Jörgensen sprach leise, aber unmissverständlich: Er liebe diese Stadt, verstehe den Stolz vieler Menschen auf ihre Entwicklung, aber: „Solange die Regenbogenflagge in dieser Stadt immer noch als Provokation empfunden wird, werde ich sie hochhalten – auch heute.“ Und man glaubte ihm jedes Wort. Denn wer dem Hass widerspricht, braucht keine Lautstärke. Er braucht Standhaftigkeit. Auch die Landtagsabgeordnete Jeannine Rösler war gekommen, ebenso wie der ehemalige SPD-Bundestagsabgeordnete Erik von Malottki. Beide machten deutlich, dass Anklam sich seine Wahrnehmung nicht erneut aus der Hand nehmen lassen dürfe. Und sie hatten recht. Denn Städte sind mehr als Fassaden. Sie sind Geschichten. Und wer ihnen keine Stimme gibt, bekommt Schweigen zurück.

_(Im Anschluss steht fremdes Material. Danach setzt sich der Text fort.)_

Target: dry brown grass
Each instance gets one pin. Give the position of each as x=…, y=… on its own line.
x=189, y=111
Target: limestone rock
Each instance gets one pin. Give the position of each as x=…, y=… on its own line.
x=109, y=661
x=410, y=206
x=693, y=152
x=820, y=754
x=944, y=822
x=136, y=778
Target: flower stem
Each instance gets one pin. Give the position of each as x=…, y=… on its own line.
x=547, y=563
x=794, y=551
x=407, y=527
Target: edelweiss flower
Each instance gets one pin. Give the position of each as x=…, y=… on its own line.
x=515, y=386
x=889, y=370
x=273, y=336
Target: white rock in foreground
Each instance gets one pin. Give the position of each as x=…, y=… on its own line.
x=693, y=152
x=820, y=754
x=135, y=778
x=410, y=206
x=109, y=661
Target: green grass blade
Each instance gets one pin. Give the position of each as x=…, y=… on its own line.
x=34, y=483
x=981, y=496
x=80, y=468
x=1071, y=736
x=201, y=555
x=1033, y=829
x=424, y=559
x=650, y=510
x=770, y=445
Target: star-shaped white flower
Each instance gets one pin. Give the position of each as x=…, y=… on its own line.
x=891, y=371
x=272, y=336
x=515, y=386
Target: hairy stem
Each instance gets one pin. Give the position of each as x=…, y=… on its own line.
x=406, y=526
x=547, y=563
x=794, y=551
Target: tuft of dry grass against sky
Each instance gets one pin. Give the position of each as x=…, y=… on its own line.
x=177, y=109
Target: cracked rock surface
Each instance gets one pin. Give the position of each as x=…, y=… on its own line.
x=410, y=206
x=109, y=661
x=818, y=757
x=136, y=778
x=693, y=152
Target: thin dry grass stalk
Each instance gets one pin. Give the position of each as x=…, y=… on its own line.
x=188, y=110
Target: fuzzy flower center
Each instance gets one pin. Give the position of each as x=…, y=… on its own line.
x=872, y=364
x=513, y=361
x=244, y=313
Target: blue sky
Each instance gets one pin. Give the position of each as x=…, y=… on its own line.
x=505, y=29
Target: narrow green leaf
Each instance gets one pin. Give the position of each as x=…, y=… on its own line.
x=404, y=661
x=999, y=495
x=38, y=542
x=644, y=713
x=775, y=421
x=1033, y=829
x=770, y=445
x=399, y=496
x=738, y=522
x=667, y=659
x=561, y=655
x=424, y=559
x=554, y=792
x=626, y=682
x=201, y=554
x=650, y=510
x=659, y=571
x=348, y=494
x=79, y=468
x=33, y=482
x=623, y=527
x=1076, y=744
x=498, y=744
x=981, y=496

Bürgermeister Michael Galander äußerte sich später dankbar für die Mahnwache – obwohl aus seiner eigenen Wählergemeinschaft, den Initiativen für Anklam, niemand daran teilnahm. Aus der Stadtpolitik war es nur Dr. Georg Becker von der sozial-ökologischen Bürgerplattform, der sich öffentlich zum Gegenprotest bekannte. Es ist dieser Gegensatz, der bleibt. Die Erleichterung, dass es friedlich blieb – und der bittere Nachgeschmack, dass sich noch immer zu wenige klar positionieren.

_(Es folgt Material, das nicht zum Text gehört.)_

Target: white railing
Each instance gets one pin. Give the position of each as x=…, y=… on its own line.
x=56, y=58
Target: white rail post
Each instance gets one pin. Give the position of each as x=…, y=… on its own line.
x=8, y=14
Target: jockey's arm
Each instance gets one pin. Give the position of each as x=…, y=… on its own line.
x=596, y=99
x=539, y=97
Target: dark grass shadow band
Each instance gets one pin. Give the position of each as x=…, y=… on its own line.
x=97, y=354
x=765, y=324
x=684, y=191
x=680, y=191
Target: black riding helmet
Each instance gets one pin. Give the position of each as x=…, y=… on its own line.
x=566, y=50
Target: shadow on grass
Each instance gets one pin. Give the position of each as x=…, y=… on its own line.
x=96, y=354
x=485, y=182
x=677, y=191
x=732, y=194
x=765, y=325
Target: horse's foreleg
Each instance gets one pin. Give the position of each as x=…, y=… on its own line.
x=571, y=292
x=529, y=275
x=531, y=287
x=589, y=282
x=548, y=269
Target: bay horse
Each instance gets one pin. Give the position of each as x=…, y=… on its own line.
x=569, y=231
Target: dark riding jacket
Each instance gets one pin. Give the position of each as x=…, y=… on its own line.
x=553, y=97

Denn das Haus Jugendstil ist nicht einfach ein Gebäude mit problematischer Mietstruktur. Es ist Symbol, Rückzugsort, ein architektonischer Resonanzraum für ein Netzwerk, das von außen bürgerlich wirkt – und von innen radikalisiert. Hier treffen sich seit Jahren rechtsextreme Unternehmer, Aktivisten, Vordenker. Und es gibt nach wie vor Räume, in denen nicht gefragt wird, was gesprochen wird – solange gezahlt wird.
Die Mahnwache war klein. Aber sie war aufrecht. Und sie wirkte. Der Tag zeigte: Es ist möglich, solchen Treffen den Raum zu nehmen, ohne sie zu stören. Indem man ihnen widerspricht – sichtbar, friedlich, entschlossen. Doch das darf nicht Aufgabe weniger bleiben. Anklam verdient mehr als ein still geduldetes Zentrum rechter Selbstvergewisserung. Es verdient Klarheit. Haltung. Politik, die sich nicht wegduckt, wenn es unbequem wird. Und es verdient, dass Orte wie das Haus Jugendstil nicht weiter normalisiert, sondern endlich problematisiert werden – auf allen Ebenen.
Denn auch wenn es an diesem Tag leiser war als sonst – das Haus hat nicht geschwiegen. Und es wird weiterreden, solange niemand widerspricht. Wenn wir Demokratinnen und Demokraten uns nicht dauerhaft zeigen – in Anklam, in Demmin, in Pasewalk, in Greifswald –, dann werden andere das tun. Und die sind längst da. Es wird Zeit, dass auch der Staat das erkennt. Und handelt. Endlich.